Bütün eşekler, bir ağızdan: "Delilik olur mu, semerci Sağır Emin öldü, ona seviniyoruz!" diye anırdılar.

Koca Eşek:

"Demek böyle ha?" diye sordu. "Fakat yanılıyorsunuz! Semerci Emin ölmeye öldü! Ama sanıyor musunuz Kavaklı köylüleri ustasız kalacak? Asla! Hemen gidip bir semerci getirecekler. O zaman ne yapacaksınız?"

Dut yemiş bülbüller gibi sustu eşekler. Koca Eşeğe bir karşılık veremediler.

Koca Eşek:

"Ne sustunuz birden?" dedi. "Şimdi dinleyin beni! Bizim için asıl zorluk şimdi başlıyor. Semerci Emin ben bildim bileli bu köyün semercisiydi. Sırtımıza uygun semer yapıyor, yara bere açılmıyordu. Yarın köylü gider, bir acemiyi bulur getirir. O da bilmez sırtlarımızı. Ucuz yapıp tutunayım diye kötü semerleri vurur sırtımıza, ne halimiz varsa görelim o zaman! Üç günde sırtı yara bere olmadık eşek kalmaz içimizde! Eşekliğin tadı tuzu temelli kaçar. Anladınız mı ne demek Sağır Emin'in ölmesi?"

Kavaklı'nın eşekleri dinledi dinledi:

"Evet Koca Eşek, doğru söylüyorsun!" dediler. Çok tasalandılar. Koyu düşüncelere daldılar.

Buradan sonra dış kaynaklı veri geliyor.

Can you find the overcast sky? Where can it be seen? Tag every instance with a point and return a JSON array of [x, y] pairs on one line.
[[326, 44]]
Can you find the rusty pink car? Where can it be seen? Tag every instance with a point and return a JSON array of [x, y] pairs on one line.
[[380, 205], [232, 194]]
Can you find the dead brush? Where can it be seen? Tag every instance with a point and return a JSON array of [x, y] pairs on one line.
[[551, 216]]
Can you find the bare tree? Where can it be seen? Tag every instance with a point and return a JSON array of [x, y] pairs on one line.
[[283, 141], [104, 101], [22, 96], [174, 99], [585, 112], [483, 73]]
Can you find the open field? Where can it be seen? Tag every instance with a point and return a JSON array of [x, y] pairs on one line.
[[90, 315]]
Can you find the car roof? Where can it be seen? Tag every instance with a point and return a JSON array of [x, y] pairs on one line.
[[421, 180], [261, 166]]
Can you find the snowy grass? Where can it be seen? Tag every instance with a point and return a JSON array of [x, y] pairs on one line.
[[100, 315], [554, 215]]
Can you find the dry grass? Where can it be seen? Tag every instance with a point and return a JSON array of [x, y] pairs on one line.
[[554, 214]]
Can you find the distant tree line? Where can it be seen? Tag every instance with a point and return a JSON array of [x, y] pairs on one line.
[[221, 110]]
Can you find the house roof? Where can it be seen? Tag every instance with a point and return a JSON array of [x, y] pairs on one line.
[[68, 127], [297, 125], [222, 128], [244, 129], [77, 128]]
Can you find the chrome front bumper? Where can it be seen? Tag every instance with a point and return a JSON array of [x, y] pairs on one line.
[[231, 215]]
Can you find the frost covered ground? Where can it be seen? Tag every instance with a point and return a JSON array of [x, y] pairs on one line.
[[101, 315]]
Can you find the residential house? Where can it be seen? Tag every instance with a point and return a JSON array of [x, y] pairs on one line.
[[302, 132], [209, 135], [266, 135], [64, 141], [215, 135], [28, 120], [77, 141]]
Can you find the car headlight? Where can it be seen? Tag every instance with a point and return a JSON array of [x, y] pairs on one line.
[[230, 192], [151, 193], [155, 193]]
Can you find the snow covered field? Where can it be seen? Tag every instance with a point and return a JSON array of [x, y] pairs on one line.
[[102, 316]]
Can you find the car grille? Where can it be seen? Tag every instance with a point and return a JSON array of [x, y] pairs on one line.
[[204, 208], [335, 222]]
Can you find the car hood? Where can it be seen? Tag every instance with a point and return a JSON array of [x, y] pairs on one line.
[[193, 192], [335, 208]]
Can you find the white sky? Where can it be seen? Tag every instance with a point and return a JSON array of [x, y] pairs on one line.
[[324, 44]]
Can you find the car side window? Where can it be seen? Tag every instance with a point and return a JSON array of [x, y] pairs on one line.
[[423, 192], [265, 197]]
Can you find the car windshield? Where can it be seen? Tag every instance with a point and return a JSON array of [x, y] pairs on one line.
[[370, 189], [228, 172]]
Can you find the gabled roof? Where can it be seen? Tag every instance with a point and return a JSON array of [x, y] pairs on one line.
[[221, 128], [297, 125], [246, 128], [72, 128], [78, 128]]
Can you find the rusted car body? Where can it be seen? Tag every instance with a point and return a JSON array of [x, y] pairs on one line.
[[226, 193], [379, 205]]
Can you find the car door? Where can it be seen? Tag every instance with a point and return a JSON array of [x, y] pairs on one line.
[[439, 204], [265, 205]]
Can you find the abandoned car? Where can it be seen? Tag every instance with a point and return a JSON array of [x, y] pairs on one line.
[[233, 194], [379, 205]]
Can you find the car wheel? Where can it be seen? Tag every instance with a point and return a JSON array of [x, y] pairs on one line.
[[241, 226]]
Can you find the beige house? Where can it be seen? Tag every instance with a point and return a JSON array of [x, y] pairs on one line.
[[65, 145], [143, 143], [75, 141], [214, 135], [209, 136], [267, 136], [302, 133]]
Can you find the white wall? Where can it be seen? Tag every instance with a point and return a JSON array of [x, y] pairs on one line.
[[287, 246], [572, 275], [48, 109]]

O gün öyle gitti. Eşeklerin ağzını bıçak açmadı.

Ertesi gün içlerinden biri sordu: "Peki yahu Koca Eşek, iyi söyledin, doğru söyledin; sağol, varol! Ama bunun bir çözümü yok mu? Yani bu dinine yandığım hep böyle mi gidecek? Semercilerden kurtulmanın çaresi yok mu?"

Koca Eşek doğruldu: "Her bunalımın çözümü, her belanın çaresi vardır. Düşünürseniz kendiniz de bulursunuz. Ama ben söyleyim: Semerden, semercilerden kurtulmanın çaresi, her şeyden önce, eşeklikten kurtulmaktır!" dedi.